With studies increasingly outlining access to green space as a determinant of better health, the Toronto Parks Forestry and Recreation plan was created in 2013 and aimed at ” improving the quality of life for Toronto’s diverse communities.” One of the deliverables of the ‘park plan’, promised by 2017, included supporting the needs of active and passive users, and accommodating spaces for natural areas and habitat, tree canopy, community events, urban agriculture and cultural expression.
Still, in a city with over 40,000 indigenous people, very few spaces exist that allow for an uncontrolled relationship to natural land in the city.
Last year, the city held consultations with Indigenous stakeholders to ensure an “Indigenous lens” is considered in the Parks and Public Realm plan – a larger revitalization project, aimed at improving access to public areas and “identify parkland improvement” in Toronto’s downtown core by 2031. So far, the city has incorporated this through initiatives like the “shared path,” a self-guided trail with plaques commemorating the heritage of First Nations communities that settled along the Humber River.
The city has yet to reserve natural land for the purposes of Indigenous mental health and wellness.

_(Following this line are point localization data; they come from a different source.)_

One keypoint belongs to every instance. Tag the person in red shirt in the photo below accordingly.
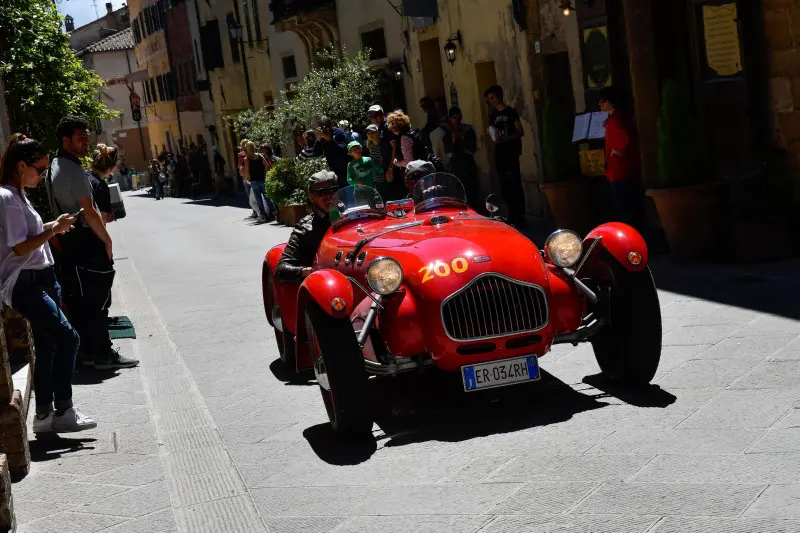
(623, 160)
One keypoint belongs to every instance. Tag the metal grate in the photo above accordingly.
(493, 306)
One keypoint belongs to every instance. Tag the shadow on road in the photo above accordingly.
(280, 372)
(443, 412)
(647, 396)
(47, 447)
(335, 450)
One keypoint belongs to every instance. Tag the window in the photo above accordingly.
(376, 42)
(289, 67)
(231, 20)
(256, 22)
(211, 45)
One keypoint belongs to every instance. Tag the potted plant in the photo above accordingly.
(761, 205)
(690, 202)
(570, 198)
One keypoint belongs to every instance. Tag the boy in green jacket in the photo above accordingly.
(361, 171)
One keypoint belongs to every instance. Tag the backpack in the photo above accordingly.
(422, 152)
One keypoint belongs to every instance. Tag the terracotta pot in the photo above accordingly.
(291, 214)
(762, 239)
(574, 204)
(693, 218)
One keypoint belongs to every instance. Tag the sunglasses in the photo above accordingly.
(325, 191)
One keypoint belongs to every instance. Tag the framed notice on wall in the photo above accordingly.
(721, 53)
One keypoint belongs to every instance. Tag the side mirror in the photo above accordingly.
(493, 205)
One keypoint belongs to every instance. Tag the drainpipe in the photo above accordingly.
(171, 68)
(138, 122)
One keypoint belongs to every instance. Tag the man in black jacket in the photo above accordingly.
(295, 263)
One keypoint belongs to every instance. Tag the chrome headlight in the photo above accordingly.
(384, 275)
(564, 248)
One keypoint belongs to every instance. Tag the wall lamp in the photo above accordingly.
(450, 48)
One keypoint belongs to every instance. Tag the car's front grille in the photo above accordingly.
(493, 306)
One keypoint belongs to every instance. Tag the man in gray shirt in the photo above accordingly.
(87, 271)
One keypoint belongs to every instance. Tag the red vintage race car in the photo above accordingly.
(429, 282)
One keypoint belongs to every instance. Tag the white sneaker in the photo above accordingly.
(44, 425)
(71, 421)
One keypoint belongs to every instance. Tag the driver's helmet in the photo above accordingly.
(416, 170)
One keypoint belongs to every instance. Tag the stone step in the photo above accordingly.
(22, 381)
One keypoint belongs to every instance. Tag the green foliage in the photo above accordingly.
(560, 158)
(287, 180)
(682, 157)
(340, 87)
(44, 80)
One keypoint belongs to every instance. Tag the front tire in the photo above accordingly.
(628, 348)
(339, 369)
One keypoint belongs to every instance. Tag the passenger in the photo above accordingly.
(416, 170)
(295, 263)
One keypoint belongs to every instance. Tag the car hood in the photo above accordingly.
(438, 260)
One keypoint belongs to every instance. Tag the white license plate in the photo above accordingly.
(500, 373)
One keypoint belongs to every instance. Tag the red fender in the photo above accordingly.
(624, 243)
(321, 287)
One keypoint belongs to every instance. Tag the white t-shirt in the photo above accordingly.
(18, 222)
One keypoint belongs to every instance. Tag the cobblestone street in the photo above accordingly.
(206, 435)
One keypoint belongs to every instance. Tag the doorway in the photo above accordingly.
(485, 77)
(432, 74)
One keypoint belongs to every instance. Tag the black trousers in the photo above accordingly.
(510, 177)
(87, 276)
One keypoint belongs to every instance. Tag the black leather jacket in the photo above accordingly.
(302, 247)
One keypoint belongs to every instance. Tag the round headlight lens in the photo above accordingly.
(564, 248)
(384, 275)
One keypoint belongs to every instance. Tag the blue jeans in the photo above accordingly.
(37, 297)
(261, 204)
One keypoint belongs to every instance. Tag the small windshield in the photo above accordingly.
(436, 190)
(356, 202)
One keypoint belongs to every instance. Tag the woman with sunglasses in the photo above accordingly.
(28, 284)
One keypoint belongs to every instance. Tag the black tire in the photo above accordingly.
(339, 368)
(284, 339)
(628, 348)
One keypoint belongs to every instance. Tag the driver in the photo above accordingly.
(416, 170)
(295, 262)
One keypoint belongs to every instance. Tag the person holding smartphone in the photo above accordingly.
(28, 284)
(87, 272)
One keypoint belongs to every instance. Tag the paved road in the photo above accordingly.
(205, 436)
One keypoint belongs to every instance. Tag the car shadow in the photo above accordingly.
(645, 396)
(446, 413)
(303, 379)
(47, 447)
(336, 450)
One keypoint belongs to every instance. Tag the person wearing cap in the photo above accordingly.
(385, 137)
(361, 171)
(415, 170)
(295, 262)
(460, 145)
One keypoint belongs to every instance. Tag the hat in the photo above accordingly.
(321, 178)
(419, 168)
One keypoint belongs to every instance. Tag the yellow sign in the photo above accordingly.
(723, 53)
(593, 162)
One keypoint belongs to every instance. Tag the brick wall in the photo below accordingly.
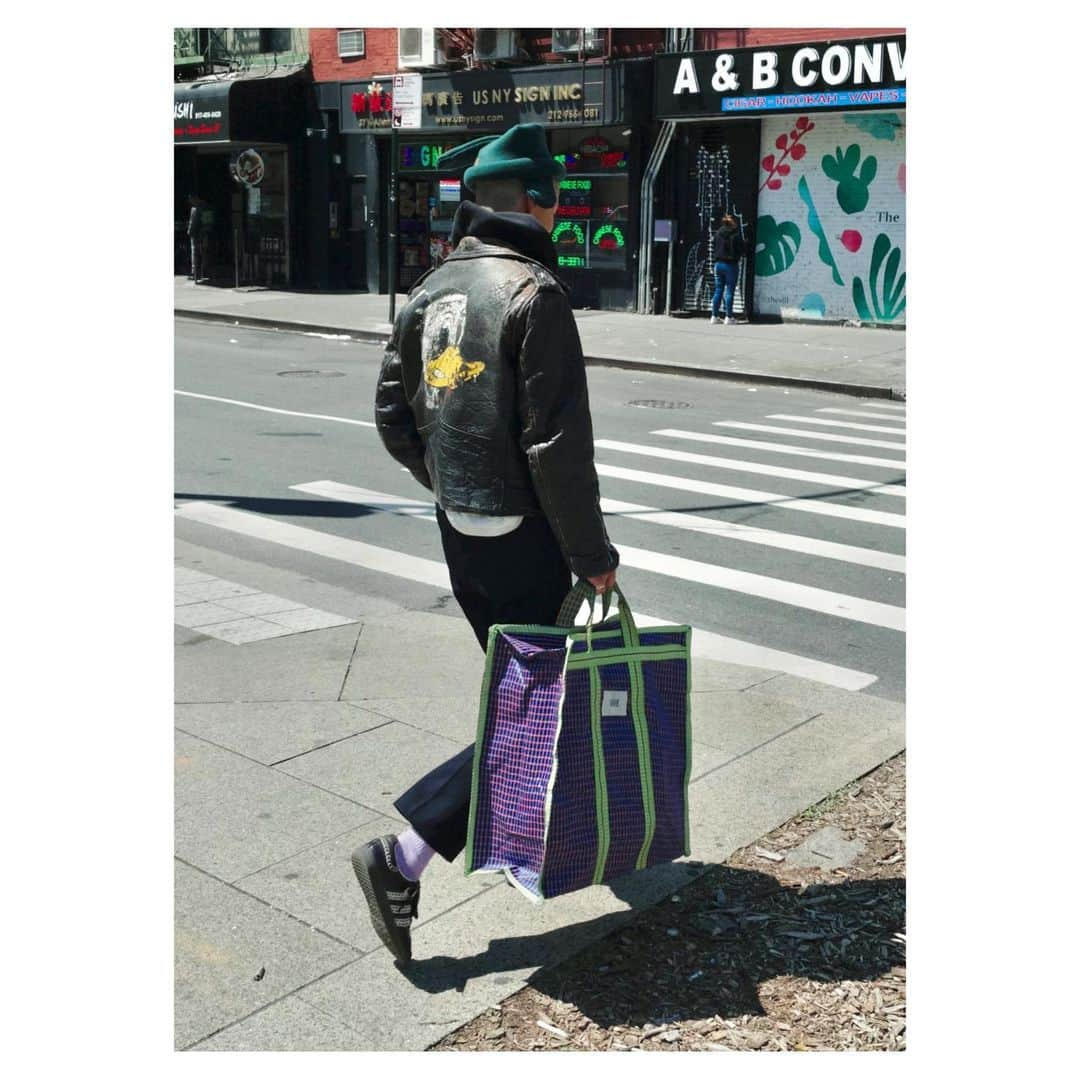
(854, 268)
(781, 36)
(380, 55)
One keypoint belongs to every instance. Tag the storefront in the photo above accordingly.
(805, 146)
(586, 109)
(240, 146)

Parks, Forestry and Recreation spokesperson Cutler hasn’t explicitly responded to how they will meet the needs of NKG, but with past initiatives, the city has tried to cater to the variety of needs different cultural groups might have when using public parkland. “City staff have a role to play in interpreting and enforcing legislation and policy to manage the use of our parks. This includes our permitting policies, but also legal frameworks such as treaties and the city council-endorsed actions of the Truth and Reconciliation Commission,” Cutler said
NKG is still waiting for an agreement that respects and meets the needs of both groups. Until then, Anderson says, “we’re gonna continue to use it in the ways that we have been for millennia.”